Can you tell I’m excited? I guess my healthy eating kick has really built up the momentum for this day of excess!
For those of you who are hosting Thanksgiving, I have a few tips for making this a non anxiety-ridden event. (For those of you who aren’t cooking- read all that goes into it to have compassion for your hosts!)
Actually, I’m type A and neurotic, so I just love the planning and organization that goes into this big feast. I actually typed the order in which everything should be prepared and printed out copies for us 4 girls who are cooking. I hope I’m not driving everyone crazy, but I think this kind of craziness makes the day go much smoother.
If you aren’t cooking with others as I am, then you definitely need to make sure you are especially organized. There is a ton to cook, and you have to know what can be prepared in advance (desserts, cranberry sauce, salad dressing) and what needs to be done last minute (gravy, mashed potatoes). You need to know how much room your oven has, and what can be baked simultaneously.
This depends greatly on your menu. Up to 5 days before, you can make and freeze cheesecake for example. You can also make cranberry sauce this far in advance. (Avoid the canned stuff if you can- real cranberry sauce takes minutes to make and is soooo good. You can add chopped apples, walnuts, raisins, candied ginger-any combo you like).
Up to a few days before, you can make your dressing.If you are making homemade pumpkin pie, you can make the puree days before baking as well.
Bake your pies the night before. Don’t stress yourself out this the day of, while you have a ton of savory dishes to assemble and bake.
Also make giblet gravy the night before. Take the giblets (excluding the liver!) from inside of your turkey, and put it in a pot with chicken stock, a few carrots, celery stalks an onion, bay leaf, and peppercorns. Bring to a boil and simmer for an hour- drain through a sieve, and you have a great stock that will make an amazing gravy. As far as flavor goes- canned stock just doesn’t cut it. And gravy is such an essential part of the meal!

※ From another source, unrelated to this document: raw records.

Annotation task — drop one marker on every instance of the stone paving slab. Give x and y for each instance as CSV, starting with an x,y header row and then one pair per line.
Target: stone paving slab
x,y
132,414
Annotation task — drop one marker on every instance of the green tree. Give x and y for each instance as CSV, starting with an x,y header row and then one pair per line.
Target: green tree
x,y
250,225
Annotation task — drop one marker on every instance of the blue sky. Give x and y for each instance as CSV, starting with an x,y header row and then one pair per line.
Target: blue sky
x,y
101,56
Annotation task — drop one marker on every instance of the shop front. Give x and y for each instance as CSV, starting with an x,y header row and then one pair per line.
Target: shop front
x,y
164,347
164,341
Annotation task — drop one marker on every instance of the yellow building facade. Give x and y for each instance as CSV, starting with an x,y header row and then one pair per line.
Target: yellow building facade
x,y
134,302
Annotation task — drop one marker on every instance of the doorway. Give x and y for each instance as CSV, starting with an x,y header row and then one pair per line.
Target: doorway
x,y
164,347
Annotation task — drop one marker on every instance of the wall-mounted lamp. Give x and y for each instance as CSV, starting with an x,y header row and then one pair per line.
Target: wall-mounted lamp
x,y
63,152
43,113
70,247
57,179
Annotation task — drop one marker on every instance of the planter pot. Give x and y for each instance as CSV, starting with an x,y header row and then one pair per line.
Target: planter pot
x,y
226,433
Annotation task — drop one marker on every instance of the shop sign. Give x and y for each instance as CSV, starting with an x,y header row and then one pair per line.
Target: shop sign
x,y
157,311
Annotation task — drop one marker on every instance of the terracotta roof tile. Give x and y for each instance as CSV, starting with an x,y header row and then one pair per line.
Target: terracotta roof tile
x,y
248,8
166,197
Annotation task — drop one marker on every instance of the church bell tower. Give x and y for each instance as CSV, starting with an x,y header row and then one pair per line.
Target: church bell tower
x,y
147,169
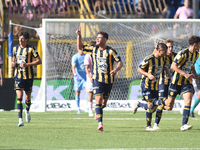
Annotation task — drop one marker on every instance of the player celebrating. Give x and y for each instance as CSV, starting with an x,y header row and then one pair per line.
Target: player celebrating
x,y
103,58
197,100
88,68
181,81
23,61
150,68
78,70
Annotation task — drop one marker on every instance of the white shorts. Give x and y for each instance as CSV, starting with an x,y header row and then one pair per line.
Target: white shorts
x,y
89,86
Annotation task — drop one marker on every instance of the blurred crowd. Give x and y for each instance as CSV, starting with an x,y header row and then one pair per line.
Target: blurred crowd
x,y
31,12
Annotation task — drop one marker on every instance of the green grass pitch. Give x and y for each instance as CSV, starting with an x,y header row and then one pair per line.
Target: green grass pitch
x,y
122,130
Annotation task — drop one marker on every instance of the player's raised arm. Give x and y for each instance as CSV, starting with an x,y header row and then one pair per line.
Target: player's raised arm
x,y
119,66
150,76
79,42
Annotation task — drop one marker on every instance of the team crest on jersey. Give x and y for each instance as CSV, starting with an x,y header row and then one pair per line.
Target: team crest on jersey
x,y
102,67
105,55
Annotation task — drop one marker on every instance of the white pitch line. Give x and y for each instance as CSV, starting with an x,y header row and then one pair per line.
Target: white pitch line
x,y
118,118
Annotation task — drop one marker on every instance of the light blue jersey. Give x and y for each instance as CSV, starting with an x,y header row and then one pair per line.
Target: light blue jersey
x,y
78,60
197,66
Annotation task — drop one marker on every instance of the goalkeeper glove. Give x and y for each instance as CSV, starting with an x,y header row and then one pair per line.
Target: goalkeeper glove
x,y
77,77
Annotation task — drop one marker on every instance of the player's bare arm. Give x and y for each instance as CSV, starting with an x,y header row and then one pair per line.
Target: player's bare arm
x,y
79,41
167,71
34,63
88,72
119,66
175,68
73,69
150,76
196,76
13,61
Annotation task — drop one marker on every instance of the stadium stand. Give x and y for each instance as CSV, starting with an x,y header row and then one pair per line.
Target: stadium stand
x,y
31,12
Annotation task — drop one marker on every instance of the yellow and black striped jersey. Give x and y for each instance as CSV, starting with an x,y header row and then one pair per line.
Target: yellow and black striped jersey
x,y
164,79
153,66
103,62
27,55
185,61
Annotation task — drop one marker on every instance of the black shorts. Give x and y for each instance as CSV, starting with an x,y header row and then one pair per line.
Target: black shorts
x,y
102,88
198,83
25,85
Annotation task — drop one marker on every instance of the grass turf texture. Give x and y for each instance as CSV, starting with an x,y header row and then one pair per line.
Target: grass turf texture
x,y
122,130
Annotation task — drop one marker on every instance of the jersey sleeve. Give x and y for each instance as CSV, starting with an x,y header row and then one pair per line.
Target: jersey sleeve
x,y
143,64
87,59
34,52
116,56
14,50
74,60
88,49
179,58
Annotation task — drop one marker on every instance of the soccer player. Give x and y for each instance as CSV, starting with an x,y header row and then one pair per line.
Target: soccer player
x,y
197,100
181,81
165,80
151,68
103,58
25,57
88,68
163,84
78,70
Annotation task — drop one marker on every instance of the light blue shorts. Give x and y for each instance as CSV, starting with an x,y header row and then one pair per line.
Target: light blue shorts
x,y
79,85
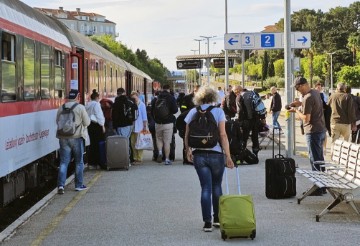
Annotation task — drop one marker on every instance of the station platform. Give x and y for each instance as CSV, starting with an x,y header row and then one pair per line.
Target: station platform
x,y
154,204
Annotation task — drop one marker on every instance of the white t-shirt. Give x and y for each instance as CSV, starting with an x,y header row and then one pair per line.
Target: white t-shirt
x,y
219,116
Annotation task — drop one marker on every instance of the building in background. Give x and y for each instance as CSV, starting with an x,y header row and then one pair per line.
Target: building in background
x,y
85,23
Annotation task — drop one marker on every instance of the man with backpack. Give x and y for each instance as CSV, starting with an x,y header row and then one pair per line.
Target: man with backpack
x,y
229,102
72,121
123,115
163,109
249,115
187,102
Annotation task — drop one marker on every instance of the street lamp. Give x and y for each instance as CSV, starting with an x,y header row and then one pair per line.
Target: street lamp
x,y
199,40
331,76
226,51
208,59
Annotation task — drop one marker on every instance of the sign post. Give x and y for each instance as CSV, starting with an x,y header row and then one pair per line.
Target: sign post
x,y
189,64
260,41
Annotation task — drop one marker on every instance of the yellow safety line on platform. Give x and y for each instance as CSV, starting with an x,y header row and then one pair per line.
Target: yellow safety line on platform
x,y
56,221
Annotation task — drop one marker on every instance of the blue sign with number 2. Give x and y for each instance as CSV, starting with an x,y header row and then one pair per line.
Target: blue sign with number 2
x,y
267,40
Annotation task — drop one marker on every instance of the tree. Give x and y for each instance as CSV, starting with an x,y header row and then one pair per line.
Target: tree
x,y
350,75
265,64
271,69
354,45
279,68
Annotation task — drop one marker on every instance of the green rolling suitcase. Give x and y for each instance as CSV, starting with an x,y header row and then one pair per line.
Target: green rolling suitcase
x,y
236,213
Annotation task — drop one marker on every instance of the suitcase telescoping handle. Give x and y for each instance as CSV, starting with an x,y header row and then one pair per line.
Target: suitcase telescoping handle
x,y
237,180
279,155
357,136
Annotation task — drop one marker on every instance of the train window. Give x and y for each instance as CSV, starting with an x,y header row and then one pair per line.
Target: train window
x,y
8,75
116,79
111,80
29,69
45,72
59,73
105,79
97,76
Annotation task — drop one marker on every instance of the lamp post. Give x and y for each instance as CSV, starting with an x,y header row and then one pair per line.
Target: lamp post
x,y
194,51
331,76
199,40
208,59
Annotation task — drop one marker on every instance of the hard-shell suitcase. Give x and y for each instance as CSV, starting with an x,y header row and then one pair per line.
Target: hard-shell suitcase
x,y
249,157
280,180
172,149
236,213
102,153
117,152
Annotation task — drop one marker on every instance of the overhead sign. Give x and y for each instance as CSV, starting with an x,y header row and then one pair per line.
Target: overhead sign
x,y
189,64
220,63
258,41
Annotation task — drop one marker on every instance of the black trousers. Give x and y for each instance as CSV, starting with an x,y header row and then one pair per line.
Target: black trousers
x,y
96,135
252,126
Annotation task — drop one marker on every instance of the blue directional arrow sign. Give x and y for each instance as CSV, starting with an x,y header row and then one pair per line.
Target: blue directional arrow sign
x,y
259,41
232,41
303,39
300,40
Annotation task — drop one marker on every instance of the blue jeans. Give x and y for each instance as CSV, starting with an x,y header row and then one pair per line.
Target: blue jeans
x,y
315,143
210,168
124,131
69,147
275,116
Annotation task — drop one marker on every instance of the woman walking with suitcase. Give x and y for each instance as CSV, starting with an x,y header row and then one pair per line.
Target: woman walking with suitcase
x,y
96,131
209,160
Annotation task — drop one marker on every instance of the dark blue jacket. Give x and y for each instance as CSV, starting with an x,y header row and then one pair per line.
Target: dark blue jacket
x,y
171,102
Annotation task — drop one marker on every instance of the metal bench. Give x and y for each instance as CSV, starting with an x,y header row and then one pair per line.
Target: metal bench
x,y
341,177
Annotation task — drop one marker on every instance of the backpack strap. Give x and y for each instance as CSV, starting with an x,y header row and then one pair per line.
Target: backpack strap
x,y
72,107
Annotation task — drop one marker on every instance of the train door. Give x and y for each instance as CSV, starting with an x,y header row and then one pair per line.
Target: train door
x,y
128,82
77,78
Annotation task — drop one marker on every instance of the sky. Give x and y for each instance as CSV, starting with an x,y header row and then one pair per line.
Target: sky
x,y
167,28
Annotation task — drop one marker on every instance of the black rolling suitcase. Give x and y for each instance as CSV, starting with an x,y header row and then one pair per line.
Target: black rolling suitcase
x,y
280,178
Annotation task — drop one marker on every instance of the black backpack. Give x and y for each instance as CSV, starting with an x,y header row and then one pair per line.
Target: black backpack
x,y
181,124
203,129
130,112
161,110
66,121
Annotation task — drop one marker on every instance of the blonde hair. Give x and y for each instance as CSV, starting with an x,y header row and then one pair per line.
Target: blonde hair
x,y
205,95
134,93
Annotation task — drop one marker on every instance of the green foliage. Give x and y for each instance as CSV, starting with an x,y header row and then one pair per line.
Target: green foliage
x,y
265,64
271,69
279,68
350,75
274,81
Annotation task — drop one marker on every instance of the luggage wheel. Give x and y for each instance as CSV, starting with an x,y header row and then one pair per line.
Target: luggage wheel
x,y
253,235
223,235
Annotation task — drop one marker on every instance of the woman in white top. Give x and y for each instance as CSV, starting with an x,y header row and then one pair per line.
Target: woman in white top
x,y
96,131
140,124
209,163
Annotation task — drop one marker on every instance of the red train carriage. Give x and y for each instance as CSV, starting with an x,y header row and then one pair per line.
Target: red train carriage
x,y
34,51
41,60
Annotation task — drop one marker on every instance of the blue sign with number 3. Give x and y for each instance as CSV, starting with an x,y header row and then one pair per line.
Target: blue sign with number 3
x,y
267,40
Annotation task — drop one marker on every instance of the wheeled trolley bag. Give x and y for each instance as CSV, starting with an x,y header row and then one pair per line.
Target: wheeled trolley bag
x,y
117,152
236,213
280,180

Some people assemble the stuffing before baking the night before, but I don’t do this for fear of a soggy result. Prepping the vegetables and bread, though, is definitely a good option. In fact, you can prep most of your veggies for whichever dish you make the night before.
On Thanksgiving, do things like setting the table and straightening up while the turkey is in the oven. Multi-task. Delegate. Accept help from others.
I really recommend having all your recipes in front of you so you can see what can be done early and what you need to leave for a few hours before the guests come. Write out the order. Once there is a list, a lot of the stress goes away, because you know exactly what needs to be done. Be familiar with your recipes. Don’t wait until the moment you’re preparing the dish to read them. This way you can gauge the active cooking time.
And don’t get dressed until right before guests come or you may end up receiving guests with a gravy stained top!
Here’s a Checklist that will reduce stress!!
(obviously this is a mock list and can be adapted to your specific menu)
14 Days Before: Guest list and Menu Choices
9 Days Before: Write out your Ingredient list
8 Days Before: Buy your turkeys- figure out when it all needs to be defrosted
1 Week Before: Make anything than can be frozen and defrosted, such as Cheesecake or Giblet Stock. Also you can make pie crust and freeze (this can be done several days before this, if desired).
6 Days Before: Grocery Shopping
5 Days Before: Cranberry Sauce
4 Days Before: Salad Dressing, Pumpkin Puree
2 Days Before- Brine Turkey
1 Day Before- Prepare Desserts
Chop up veggies and bread for stuffing- or for any other veggie dish.
If you don’t have animals or small children, you can set the table from now- otherwise move this to Thanksgiving Day.
Thanksgiving Day! Assemble and Bake Stuffing and all Casseroles, Turkey, Potato Dish, Gravy, Enjoy!!